Ø  atas jasa-jasa Kyai Haji Ahmad Dahlan dalam membangkitkan kesadaran bangsa ini melalui pembaharuan Islam dan pendidikan, maka Pemerintah Republik Indonesia menetapkannya sebagai Pahlawan Nasional dengan surat Keputusan Presiden no. 657 tahun 1961. 1 Penetapannya sebagai Pahlawan Nasional didasarkan pada empat pokok penting yakni:
Ø   Kyai Haji Ahmad Dahlan telah mempelopori kebangkitan ummat Islam untuk menyadari nasibnya sebagai bangsa terjajah yang masih harus belajar dan berbuat.
Ø  dengan organisasi Muhammadiyah yang didirikannya, telah banyak memberikan ajaran Islam yang murni kepada bangsanya. Ajaran yang menuntut kemajuan, kecerdasan, dan beramal bagi masyarakat dan ummat, dengan dasar iman dan Islam., dengan organisasinya, Muhammadiyah telah mempelopori amal usaha sosial dan pendidikan yang amat diperlukan bagi kebangkitan dan kemajuan bangsa, dengan jiwa ajaran Islam
Ø  dengan organisasinya, Muhammadiyah bagian wanita (Aisyiyah) telah mempelopori kebangkitan wanita Indonesia untuk mengecap pendidikan.
Diasuh di lingkungan pesantren Muhammad Darwisy lahir dari keluarga ulama dan pelopor penyebaran dan pengembangan Islam di tanah air.
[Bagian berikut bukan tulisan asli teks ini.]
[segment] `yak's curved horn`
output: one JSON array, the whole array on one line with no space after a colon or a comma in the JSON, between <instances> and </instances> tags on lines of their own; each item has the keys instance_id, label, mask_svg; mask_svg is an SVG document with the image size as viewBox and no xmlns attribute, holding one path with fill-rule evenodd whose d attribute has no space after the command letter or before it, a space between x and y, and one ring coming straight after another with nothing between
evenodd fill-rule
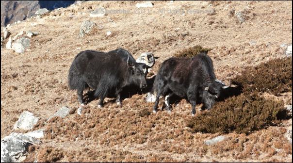
<instances>
[{"instance_id":1,"label":"yak's curved horn","mask_svg":"<svg viewBox=\"0 0 293 163\"><path fill-rule=\"evenodd\" d=\"M155 58L154 58L154 55L153 54L151 54L151 60L152 61L152 65L149 66L150 67L151 67L155 65Z\"/></svg>"},{"instance_id":2,"label":"yak's curved horn","mask_svg":"<svg viewBox=\"0 0 293 163\"><path fill-rule=\"evenodd\" d=\"M229 88L230 86L231 86L231 81L229 81L229 85L228 86L224 86L222 87L222 88L223 89L226 89L226 88Z\"/></svg>"}]
</instances>

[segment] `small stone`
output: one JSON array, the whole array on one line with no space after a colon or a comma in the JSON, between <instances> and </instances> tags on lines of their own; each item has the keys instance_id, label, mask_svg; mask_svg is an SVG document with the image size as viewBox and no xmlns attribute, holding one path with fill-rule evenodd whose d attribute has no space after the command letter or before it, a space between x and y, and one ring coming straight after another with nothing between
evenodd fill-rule
<instances>
[{"instance_id":1,"label":"small stone","mask_svg":"<svg viewBox=\"0 0 293 163\"><path fill-rule=\"evenodd\" d=\"M292 56L292 44L289 45L287 48L287 50L286 51L286 55L288 57Z\"/></svg>"},{"instance_id":2,"label":"small stone","mask_svg":"<svg viewBox=\"0 0 293 163\"><path fill-rule=\"evenodd\" d=\"M292 114L292 105L286 105L287 110Z\"/></svg>"},{"instance_id":3,"label":"small stone","mask_svg":"<svg viewBox=\"0 0 293 163\"><path fill-rule=\"evenodd\" d=\"M225 139L225 137L224 136L217 136L215 138L211 139L211 140L206 140L205 142L205 144L207 145L213 145L214 144L217 143L218 142L221 142L222 141L223 141Z\"/></svg>"},{"instance_id":4,"label":"small stone","mask_svg":"<svg viewBox=\"0 0 293 163\"><path fill-rule=\"evenodd\" d=\"M9 37L10 35L10 34L11 34L11 33L10 33L9 31L5 31L4 32L4 39L5 39L8 38L8 37Z\"/></svg>"},{"instance_id":5,"label":"small stone","mask_svg":"<svg viewBox=\"0 0 293 163\"><path fill-rule=\"evenodd\" d=\"M137 7L137 8L141 8L141 7L153 7L153 4L151 2L146 2L144 3L136 3L136 4L135 5L135 7Z\"/></svg>"},{"instance_id":6,"label":"small stone","mask_svg":"<svg viewBox=\"0 0 293 163\"><path fill-rule=\"evenodd\" d=\"M36 33L33 33L29 31L27 31L27 36L30 38L32 38L32 37L33 37L33 36L35 36L37 34L36 34Z\"/></svg>"},{"instance_id":7,"label":"small stone","mask_svg":"<svg viewBox=\"0 0 293 163\"><path fill-rule=\"evenodd\" d=\"M83 21L81 25L79 36L83 37L86 33L89 33L96 25L96 23L89 20Z\"/></svg>"},{"instance_id":8,"label":"small stone","mask_svg":"<svg viewBox=\"0 0 293 163\"><path fill-rule=\"evenodd\" d=\"M241 11L238 11L236 13L236 16L238 19L238 21L241 23L244 22L245 20L245 16L243 13Z\"/></svg>"},{"instance_id":9,"label":"small stone","mask_svg":"<svg viewBox=\"0 0 293 163\"><path fill-rule=\"evenodd\" d=\"M6 45L5 46L5 48L6 48L7 49L12 49L12 48L11 48L11 43L12 43L12 40L11 39L11 37L10 37L8 39L8 41L7 42L7 43L6 43Z\"/></svg>"},{"instance_id":10,"label":"small stone","mask_svg":"<svg viewBox=\"0 0 293 163\"><path fill-rule=\"evenodd\" d=\"M28 134L12 132L1 140L1 162L22 162L26 158L29 146L40 143Z\"/></svg>"},{"instance_id":11,"label":"small stone","mask_svg":"<svg viewBox=\"0 0 293 163\"><path fill-rule=\"evenodd\" d=\"M254 46L256 45L256 41L255 41L254 40L251 41L249 42L249 45L250 45L250 46Z\"/></svg>"},{"instance_id":12,"label":"small stone","mask_svg":"<svg viewBox=\"0 0 293 163\"><path fill-rule=\"evenodd\" d=\"M13 127L14 130L31 130L38 122L39 118L28 111L23 112Z\"/></svg>"},{"instance_id":13,"label":"small stone","mask_svg":"<svg viewBox=\"0 0 293 163\"><path fill-rule=\"evenodd\" d=\"M292 144L292 130L288 130L285 134L285 136L288 140L290 144Z\"/></svg>"},{"instance_id":14,"label":"small stone","mask_svg":"<svg viewBox=\"0 0 293 163\"><path fill-rule=\"evenodd\" d=\"M15 36L13 37L13 39L12 40L13 41L16 40L18 37L23 34L23 31L20 31L20 32L19 32L18 33L17 33L17 34Z\"/></svg>"},{"instance_id":15,"label":"small stone","mask_svg":"<svg viewBox=\"0 0 293 163\"><path fill-rule=\"evenodd\" d=\"M41 15L44 15L47 13L49 13L49 12L50 11L46 8L42 8L42 9L39 9L38 11L37 11L35 12L35 14L37 15L41 16Z\"/></svg>"},{"instance_id":16,"label":"small stone","mask_svg":"<svg viewBox=\"0 0 293 163\"><path fill-rule=\"evenodd\" d=\"M81 115L81 112L82 112L82 108L79 108L77 109L77 114Z\"/></svg>"},{"instance_id":17,"label":"small stone","mask_svg":"<svg viewBox=\"0 0 293 163\"><path fill-rule=\"evenodd\" d=\"M64 118L69 114L69 112L70 109L66 106L64 106L59 109L57 112L56 112L54 114L50 116L48 118L48 120L52 117L55 116L59 116L61 118Z\"/></svg>"},{"instance_id":18,"label":"small stone","mask_svg":"<svg viewBox=\"0 0 293 163\"><path fill-rule=\"evenodd\" d=\"M25 37L21 37L12 44L11 47L16 53L23 53L30 46L31 40Z\"/></svg>"},{"instance_id":19,"label":"small stone","mask_svg":"<svg viewBox=\"0 0 293 163\"><path fill-rule=\"evenodd\" d=\"M107 34L107 35L110 35L111 34L111 33L112 33L112 32L111 31L107 31L107 33L106 33L106 34Z\"/></svg>"}]
</instances>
Ayahnya, KH Abu Bakar adalah seorang ulama dan khatib terkemuka di Masjid Besar Kasultanan Yogyakarta, dan ibunya, Nyai Abu Bakar adalah puteri dari H. Ibrahim yang juga menjabat penghulu Kasultanan Yogyakarta pada masa itu. Ia anak keempat dari tujuh orang bersaudara, lima saudaranya perempuan dan dua lelaki yakni ia sendiri dan adik bungsunya. Dalam silsilah, ia termasuk keturunan yang kedua belas dari Maulana Malik Ibrahim, seorang wali besar dan seorang yang terkemuka diantara Wali Songo, yang merupakan pelopor pertama dari penyebaran dan pengembangan Islam di Tanah Jawa (Kutojo dan Safwan, 1991). Silsilahnya lengkapnya ialah Muhammad Darwisy (Ahmad Dahlan) bin KH Abu Bakar bin KH Muhammad Sulaiman bin Kiyai Murtadla bin Kiyai Ilyas bin Demang Djurung Djuru Kapindo bin Demang Djurung Djuru Sapisan bin Maulana Sulaiman Ki Ageng Gribig (Djatinom) bin Maulana Muhammad Fadlul'llah (Prapen) bin Maulana 'Ainul Yaqin bin Maulana Ishaq bin Maulana Malik Ibrahim (Yunus Salam, 1968).  Sejak kecil Muhammad Darwisy diasuh dalam lingkungan pesantren, yang membekalinya pengetahuan agama dan bahasa Arab. Pada usia 15 tahun (1883), ia sudah menunaikan ibadah haji, yang kemudian dilanjutkan dengan menuntut ilmu agama dan bahasa arab di Makkah selama lima tahun. Ia pun semakin intens berinteraksi dengan pemikiran-pemikiran pembaharu dalam dunia Islam, seperti Muhammad Abduh, al-Afghani, Rasyid Ridha, dan ibn Taimiyah. Interaksi dengan tokoh-tokoh Islam pembaharu itu sangat berpengaruh pada semangat, jiwa dan pemikiran Darwisy. Semangat, jiwa dan pemikiran itulah kemudian diwujudkannya dengan menampilkan corak keagamaan yang sama melalui Muhammadiyah.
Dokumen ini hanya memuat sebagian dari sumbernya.